Many of the burials are from aircrews killed in training or on the ground or who died later in the local hospital. Amongst the burials in the cemetery are three (all Canadians) of the seven crew of a Lancaster bomber that crashed on Helmsley Moor on the morning of 17 May 1944. Five burials (all serving in the RCAF, but two were from the United States) in adjoining plots are of the crew of Halifax bomber EB203, which crashed into a railway bridge in Bishop Monkton on 15 April 1944. Also buried here is Flight Lieutenant Vincent Parker, fighter ace and serial prisoner of war camp escaper of World War II, who was killed in a test flying accident in 1946. and Brian Sinclair, the inspiration for the character of Tristan Farnon in All Creatures Great and Small.

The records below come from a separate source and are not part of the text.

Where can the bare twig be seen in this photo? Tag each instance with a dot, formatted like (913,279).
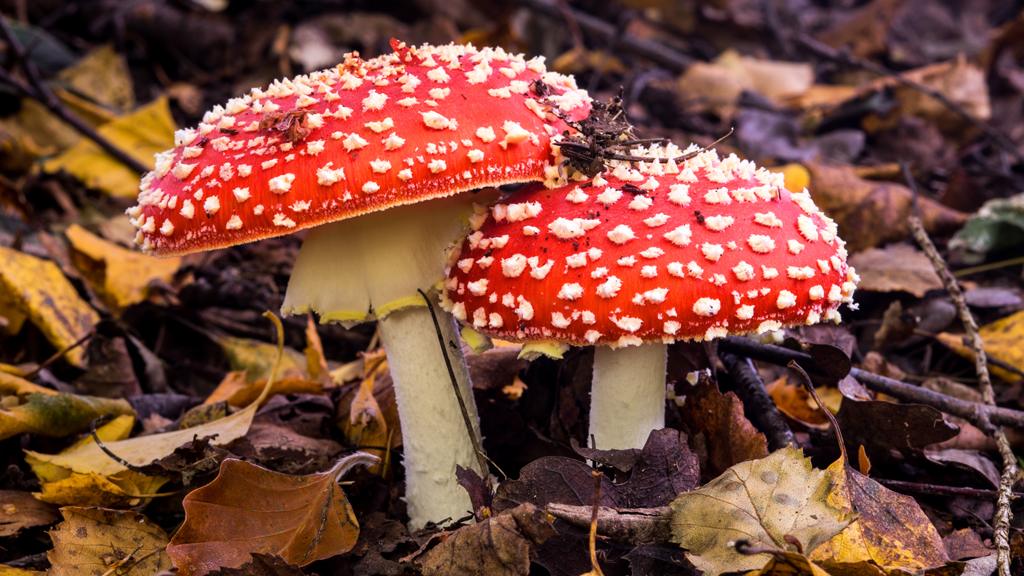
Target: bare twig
(760,407)
(847,58)
(979,414)
(1004,513)
(605,32)
(480,456)
(39,91)
(939,490)
(806,380)
(637,526)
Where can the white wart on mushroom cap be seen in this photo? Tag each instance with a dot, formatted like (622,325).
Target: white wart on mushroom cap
(419,123)
(652,252)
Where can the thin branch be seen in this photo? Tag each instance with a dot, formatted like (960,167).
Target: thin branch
(979,414)
(605,32)
(760,407)
(480,456)
(39,91)
(845,57)
(1004,513)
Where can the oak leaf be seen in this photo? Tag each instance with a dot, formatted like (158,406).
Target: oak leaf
(771,503)
(249,509)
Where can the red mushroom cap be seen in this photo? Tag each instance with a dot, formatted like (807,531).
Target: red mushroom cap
(419,123)
(653,252)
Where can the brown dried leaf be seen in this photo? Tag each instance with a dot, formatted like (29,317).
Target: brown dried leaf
(719,418)
(497,546)
(890,532)
(870,213)
(248,509)
(101,541)
(895,268)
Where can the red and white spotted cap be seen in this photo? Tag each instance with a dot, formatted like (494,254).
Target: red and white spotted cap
(651,252)
(419,123)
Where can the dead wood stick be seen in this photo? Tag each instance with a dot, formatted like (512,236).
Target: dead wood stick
(760,407)
(1004,512)
(39,91)
(637,526)
(979,414)
(847,58)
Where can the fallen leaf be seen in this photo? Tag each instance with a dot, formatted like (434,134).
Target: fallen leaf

World War I Victoria Cross recipient Frederick William Hedges was cremated there in 1954.

==Special memorials==
A special memorial commemorates six First World War troops whose graves are in local churchyards around Yorkshire and cannot be maintained by the commission. The actual grave of one of those commemorated, Edgar Audsley, has since been destroyed as part of development works on the site of South Ossett Baptist Burial Ground.

A plaque in the cemetery records the names of 12 servicemen of the Second World War who were cremated at Harrogate Crematorium.